As a show of strength, Natalie had placed all three of her wrenches on our table. Like many artists Liam is shy, but not too shy to talk to a pretty girl. He asked Natalie about the wrenches. Two of them were earmarked for self-defense against deviant buccaneers, the other was designed to switch off gas mains in case of an earthquake. This seemed to strike a chord with Liam, who was suspiciously well informed about Seattle fault-lines and the state of our continental shelf. He and Natalie had much to discuss.
The show was starting so I had to work fast. Louis diapered but Alex was sneaking bites of Chandra’s unattended macaroni. I had a very important question for him “If you could be any animal, what would it be and why?” He snuck one more bite of mac “I’d be a dolphin, because they’re really smart.” Dolphins are smart, just ask Douglas Adams, I’m sure he knows all about their mating habits as well.
Alex finished Chandra’s mac & cheese then left to visit the little guitarist’s room… Gluten’ll do that to you. The only Downey left was Josh. I didn’t understand why he was the 6.5th member of the band, so I asked. The short story is that Josh is one of the founding members. He doesn’t play an instrument that can be heard. Light is his medium. While the rest of the band is tickling ivories, or strumming strings, Josh is pressing buttons to make lasers sing… An integral part of any exhibition.
And what an exhibition it was. To my chagrin the Downeys weren’t headlining. They were playing second, on a Thursday night, at a miscreant bar in West Seattle. But it only seemed to matter to me. The Downeys give everything they have at every show; passion, poetry and the prospect of divine depravity.

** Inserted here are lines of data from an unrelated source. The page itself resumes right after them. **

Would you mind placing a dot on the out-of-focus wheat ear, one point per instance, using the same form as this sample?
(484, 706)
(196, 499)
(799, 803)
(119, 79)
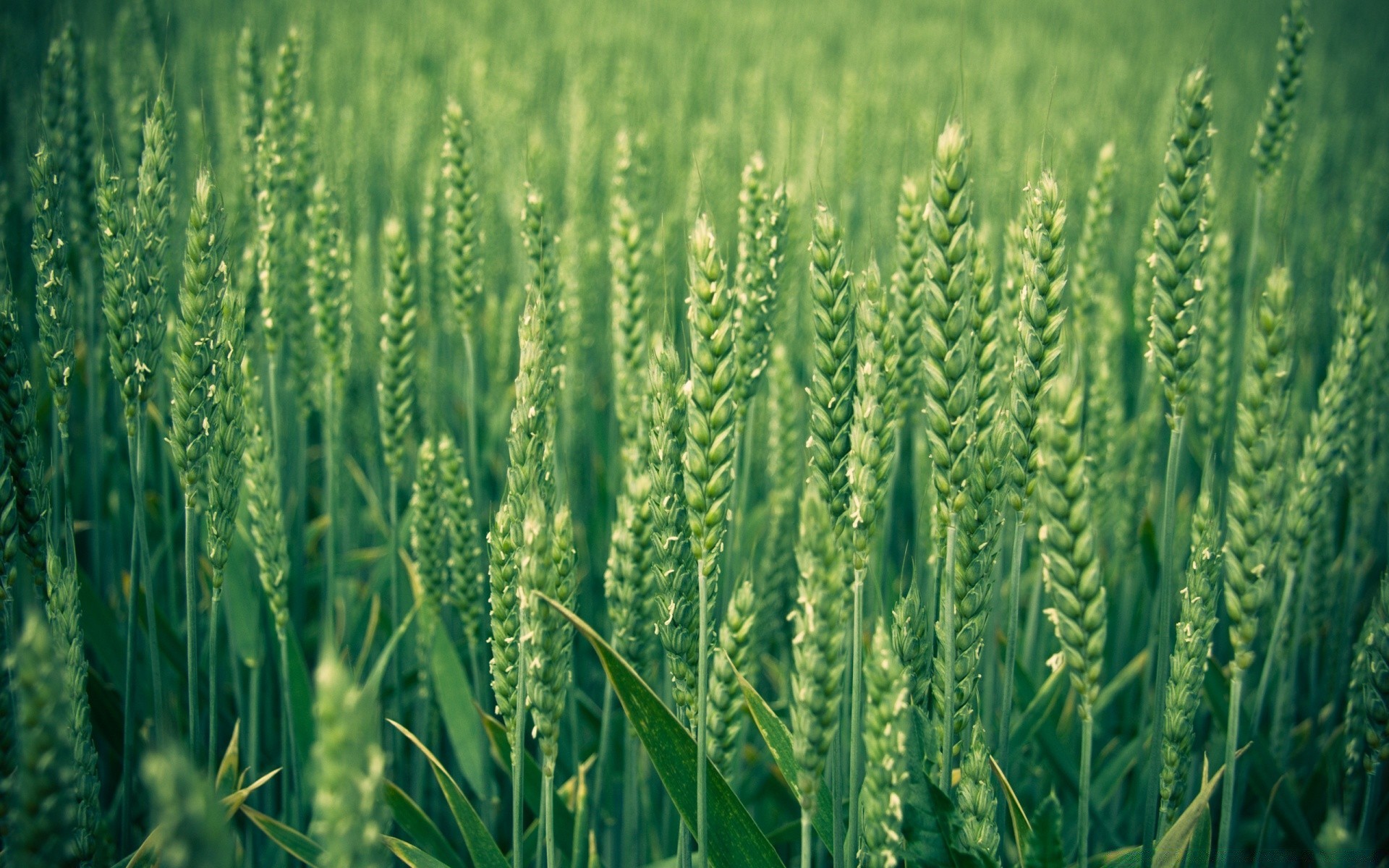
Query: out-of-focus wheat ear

I don’t know if Sean will ever have the power to beam music into people’s heads, but he has stage presence and the power to work a crowd into a frenzy. I started to pogo and I wasn’t the only one. I think Natalie was doing the Shu-ga-loo, or maybe it was the Coo-ca-choo. Maybe we did all 16 dances, because we danced that mess around. Liam broke a string on a non-euclidean guitar, Freddy lost a hexagonal tile from his eye and a West Seattle MILF gripped the edge of the pool-table so she could be spanked by a deck-hand. The scene was rhythmic. Calamitous. Fabulous…

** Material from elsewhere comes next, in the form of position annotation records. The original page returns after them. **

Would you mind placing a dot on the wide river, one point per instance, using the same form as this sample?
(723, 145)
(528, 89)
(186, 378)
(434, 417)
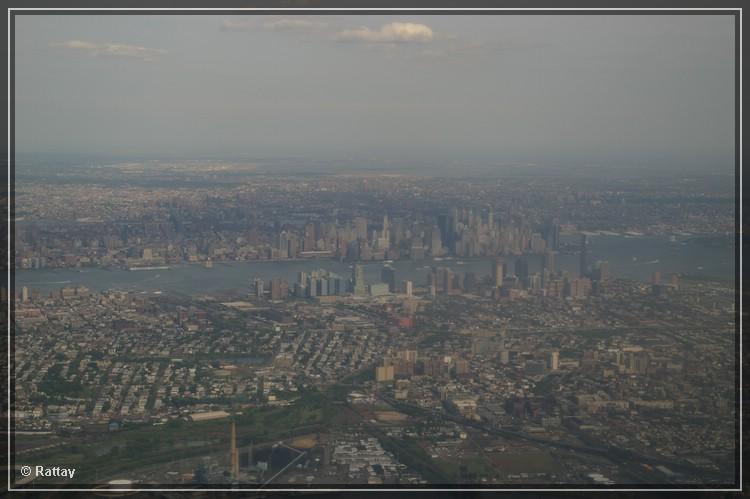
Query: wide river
(633, 257)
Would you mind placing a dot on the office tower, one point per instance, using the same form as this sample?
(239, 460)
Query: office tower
(534, 281)
(308, 243)
(552, 236)
(360, 226)
(548, 262)
(537, 244)
(235, 462)
(554, 360)
(584, 256)
(447, 280)
(408, 288)
(444, 226)
(674, 280)
(388, 276)
(436, 244)
(522, 270)
(358, 280)
(279, 289)
(601, 271)
(283, 244)
(258, 285)
(498, 272)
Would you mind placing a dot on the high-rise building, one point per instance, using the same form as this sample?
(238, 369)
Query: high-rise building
(436, 243)
(601, 271)
(258, 286)
(233, 458)
(360, 225)
(408, 288)
(279, 289)
(522, 270)
(358, 280)
(548, 262)
(388, 276)
(584, 256)
(498, 272)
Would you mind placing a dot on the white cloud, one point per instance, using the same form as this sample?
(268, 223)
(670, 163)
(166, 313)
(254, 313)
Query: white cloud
(238, 24)
(292, 24)
(389, 33)
(274, 24)
(112, 49)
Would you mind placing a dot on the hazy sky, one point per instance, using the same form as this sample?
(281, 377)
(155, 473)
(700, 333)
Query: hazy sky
(581, 89)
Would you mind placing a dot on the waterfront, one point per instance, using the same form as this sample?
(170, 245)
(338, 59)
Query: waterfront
(630, 257)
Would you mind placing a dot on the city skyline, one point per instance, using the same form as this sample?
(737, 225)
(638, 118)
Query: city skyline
(653, 91)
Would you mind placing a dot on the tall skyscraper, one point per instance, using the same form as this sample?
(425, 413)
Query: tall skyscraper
(584, 256)
(522, 269)
(358, 280)
(279, 289)
(554, 360)
(388, 276)
(498, 272)
(548, 262)
(233, 458)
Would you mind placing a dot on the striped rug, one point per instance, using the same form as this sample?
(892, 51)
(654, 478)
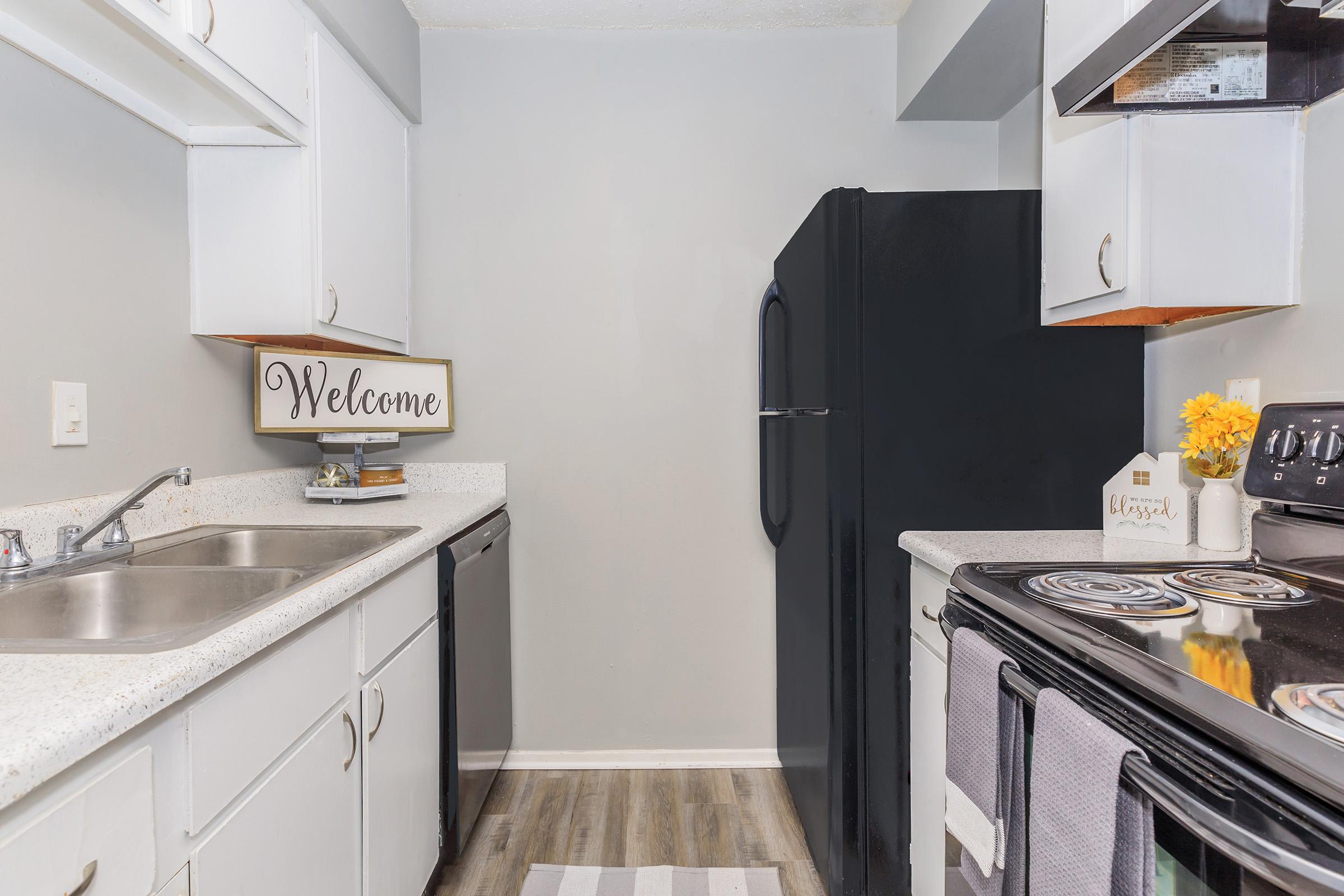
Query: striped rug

After the show I had a conversation with Sean about his music. I wanted to know what genre it was. It seems so versatile. Is it New Wave? Synthpop? You can play it at a Goth show just as easily as at a rave. By virtue of sarcasm Downey music may be closer to the Punk side of the spectrum, but if I had to put a label on it I’d call it Good… nine out of ten mutants agree.